LOS ANGELES — Thirteen years later, the Number One unlearned lesson from the nation’s first multiethnic urban upheaval still remains: the failure of the established leadership of the various minorities to break out of their own tribal box in this City’s volatile there-is-no-ethnic-majority chemistry.

Sitting on a smoldering volcano for years, the System (City Hall, LAPD, the District Attorney, the courts and the media) were utterly unprepared for the explosion that signaled a radical departure from the enduring black-white dialogue since time immemorial. Ditto the established leaders among the communities of color — black, brown and yellow.

What’s worse, they are still in denial, as if nothing did happen during the three days and nights of looting and mayhem, portending a future minority-versus-minority race war in this nation of contending groups and interest. For the mainstream power structure, 4-29 was a knee-jerk way of deflecting and successfully diverting black rage (in the aftermath of the acquittal of the four white cops) into the nation’s first media-inspired, manufactured race war, pitting one established native minority against a non-English-speaking immigrant group.

Remember, it was the English-speaking children of 4-29 victims in their teens and 20s who, along with their voiceless immigrant parents, almost overnight organized the nation’s largest Asian rally and march of more than 30,000 demonstrators with a sprinkling of young blacks, Latinos and Asians. A singular irony was that these victims, young and old alike, marched along the still smoldering buildings, chanting, “We shall overcome fear and hatred” of the Civil Rights Movement.

It’s time to remember the burning and looting in Los Angeles from 13 years ago.

But where were the established Asian American leaders in government and the advocacy sectors who purport to represent these powerless people? Where were the established African Americans who call themselves civil rights leaders?
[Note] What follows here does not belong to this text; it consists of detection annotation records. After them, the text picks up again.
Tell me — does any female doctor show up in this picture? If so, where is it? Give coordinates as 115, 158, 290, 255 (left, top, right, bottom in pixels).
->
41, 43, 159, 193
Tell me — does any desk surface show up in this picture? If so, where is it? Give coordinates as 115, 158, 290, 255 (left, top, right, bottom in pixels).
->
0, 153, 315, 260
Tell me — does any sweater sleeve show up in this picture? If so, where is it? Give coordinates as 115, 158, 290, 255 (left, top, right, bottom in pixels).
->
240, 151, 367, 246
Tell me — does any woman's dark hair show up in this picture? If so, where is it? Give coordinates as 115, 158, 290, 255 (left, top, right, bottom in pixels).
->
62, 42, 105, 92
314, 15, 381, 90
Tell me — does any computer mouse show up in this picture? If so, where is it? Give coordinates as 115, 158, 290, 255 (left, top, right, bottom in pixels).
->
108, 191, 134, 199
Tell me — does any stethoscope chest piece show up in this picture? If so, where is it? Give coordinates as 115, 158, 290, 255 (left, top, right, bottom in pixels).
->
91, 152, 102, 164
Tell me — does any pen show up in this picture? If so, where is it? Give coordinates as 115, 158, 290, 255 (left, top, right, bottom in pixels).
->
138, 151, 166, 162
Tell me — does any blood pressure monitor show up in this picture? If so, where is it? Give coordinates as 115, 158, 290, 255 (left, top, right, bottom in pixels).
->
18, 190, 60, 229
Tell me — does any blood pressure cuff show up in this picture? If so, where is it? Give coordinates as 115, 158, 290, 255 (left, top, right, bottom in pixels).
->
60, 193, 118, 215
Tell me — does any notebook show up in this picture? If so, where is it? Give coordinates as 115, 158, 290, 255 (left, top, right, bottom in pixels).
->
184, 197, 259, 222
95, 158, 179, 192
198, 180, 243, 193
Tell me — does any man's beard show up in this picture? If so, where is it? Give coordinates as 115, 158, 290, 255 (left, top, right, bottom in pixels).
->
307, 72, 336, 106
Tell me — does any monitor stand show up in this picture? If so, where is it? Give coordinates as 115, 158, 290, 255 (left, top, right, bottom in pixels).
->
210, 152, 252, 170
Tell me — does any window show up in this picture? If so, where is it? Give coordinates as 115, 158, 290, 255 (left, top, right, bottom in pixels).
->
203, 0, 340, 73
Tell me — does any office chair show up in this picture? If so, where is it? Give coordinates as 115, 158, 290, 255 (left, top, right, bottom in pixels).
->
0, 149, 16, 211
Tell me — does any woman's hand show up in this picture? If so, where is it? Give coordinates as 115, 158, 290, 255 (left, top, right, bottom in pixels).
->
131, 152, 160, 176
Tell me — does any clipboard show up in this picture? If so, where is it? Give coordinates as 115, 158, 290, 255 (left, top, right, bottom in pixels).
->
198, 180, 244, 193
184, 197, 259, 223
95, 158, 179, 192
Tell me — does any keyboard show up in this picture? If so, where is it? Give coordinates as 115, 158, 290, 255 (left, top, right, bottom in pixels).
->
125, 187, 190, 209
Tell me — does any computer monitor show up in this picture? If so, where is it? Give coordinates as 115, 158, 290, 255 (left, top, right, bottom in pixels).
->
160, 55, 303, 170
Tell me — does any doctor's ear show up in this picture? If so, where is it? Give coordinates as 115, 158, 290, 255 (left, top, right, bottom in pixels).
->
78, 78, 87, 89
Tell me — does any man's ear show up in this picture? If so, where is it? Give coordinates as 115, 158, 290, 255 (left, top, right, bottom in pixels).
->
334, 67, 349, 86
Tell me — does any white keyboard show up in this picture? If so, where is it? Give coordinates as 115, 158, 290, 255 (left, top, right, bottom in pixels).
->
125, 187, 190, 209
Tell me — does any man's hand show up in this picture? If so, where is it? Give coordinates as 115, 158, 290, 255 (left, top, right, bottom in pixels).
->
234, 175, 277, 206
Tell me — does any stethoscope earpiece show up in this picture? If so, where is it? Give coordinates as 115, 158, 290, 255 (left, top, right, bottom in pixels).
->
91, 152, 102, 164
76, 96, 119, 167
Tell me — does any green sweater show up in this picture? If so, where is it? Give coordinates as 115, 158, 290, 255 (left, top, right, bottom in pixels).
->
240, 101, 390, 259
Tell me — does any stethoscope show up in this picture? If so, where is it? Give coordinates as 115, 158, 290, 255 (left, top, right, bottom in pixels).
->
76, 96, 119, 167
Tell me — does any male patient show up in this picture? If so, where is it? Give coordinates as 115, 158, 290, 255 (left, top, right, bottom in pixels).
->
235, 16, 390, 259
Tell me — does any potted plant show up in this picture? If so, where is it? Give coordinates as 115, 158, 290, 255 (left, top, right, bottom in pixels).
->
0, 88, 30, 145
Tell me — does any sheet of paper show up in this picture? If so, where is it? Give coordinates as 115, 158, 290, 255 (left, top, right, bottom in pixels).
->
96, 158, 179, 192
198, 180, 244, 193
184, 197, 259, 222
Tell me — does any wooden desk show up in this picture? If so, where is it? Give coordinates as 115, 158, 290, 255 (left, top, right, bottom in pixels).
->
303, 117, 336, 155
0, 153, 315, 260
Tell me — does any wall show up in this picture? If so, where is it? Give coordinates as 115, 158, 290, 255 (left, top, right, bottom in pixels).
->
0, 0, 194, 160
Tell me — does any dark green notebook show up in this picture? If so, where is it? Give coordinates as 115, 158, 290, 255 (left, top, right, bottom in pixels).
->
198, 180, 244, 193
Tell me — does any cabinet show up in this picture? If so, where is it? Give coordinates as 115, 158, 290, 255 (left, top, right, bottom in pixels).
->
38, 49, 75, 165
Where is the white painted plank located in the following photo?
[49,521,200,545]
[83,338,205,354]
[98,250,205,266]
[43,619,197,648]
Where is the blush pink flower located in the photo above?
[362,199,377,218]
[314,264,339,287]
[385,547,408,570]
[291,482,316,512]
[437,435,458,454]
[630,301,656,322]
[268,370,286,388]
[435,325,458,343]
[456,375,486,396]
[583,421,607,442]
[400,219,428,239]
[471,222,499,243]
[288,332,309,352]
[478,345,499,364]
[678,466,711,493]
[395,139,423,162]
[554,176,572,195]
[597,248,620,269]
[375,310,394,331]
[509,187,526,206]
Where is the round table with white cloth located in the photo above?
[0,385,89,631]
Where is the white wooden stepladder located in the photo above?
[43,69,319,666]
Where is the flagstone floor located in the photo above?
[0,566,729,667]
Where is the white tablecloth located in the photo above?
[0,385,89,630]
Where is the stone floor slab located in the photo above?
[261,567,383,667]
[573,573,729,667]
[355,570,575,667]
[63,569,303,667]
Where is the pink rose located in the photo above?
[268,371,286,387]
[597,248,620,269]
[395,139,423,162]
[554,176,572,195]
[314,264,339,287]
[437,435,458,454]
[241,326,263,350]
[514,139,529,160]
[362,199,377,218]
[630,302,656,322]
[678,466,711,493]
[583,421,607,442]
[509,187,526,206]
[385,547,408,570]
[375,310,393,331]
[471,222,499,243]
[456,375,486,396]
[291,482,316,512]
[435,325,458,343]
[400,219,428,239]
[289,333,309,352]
They were nowhere to be found.

The much vaunted pan-Asian American “unity” turned out to be empty rhetoric, as our entrenched AA leaders were conspicuously absent, far removed from the struggling and stumbling new-immigrant communities that stay disparate, fragmented and mutually isolated from each other.

4-29 demonstrated the inability of first-generation immigrants to lead out of their own ethnic trap. You can taste their deeply felt alienation from their own established American-born leaders in positions of influence but who stay aloof from their own ethnic roots, language and culture.

No wonder both blacks and Latinos remain in the dark as to the subterranean predicament of their Asian immigrant neighbors.

Asian American history is replete with examples of each Asian ethnic group shying away from each other whenever there’s racial trouble, in wishful hopes that they alone, not other Asian groups, would be accepted by not only mainstream but other larger minority groups such as Latinos and blacks. This moral ambiguity has bedeviled each Asian ethnic group since the first arrival of yellow men in the mid-19th century. Further, the enduring all-Asians-look-alike syndrome helped drive each Asian group not to be identified with other “problem” Asians, say, Koreans during the 4-29 fiery siege of Koreatown.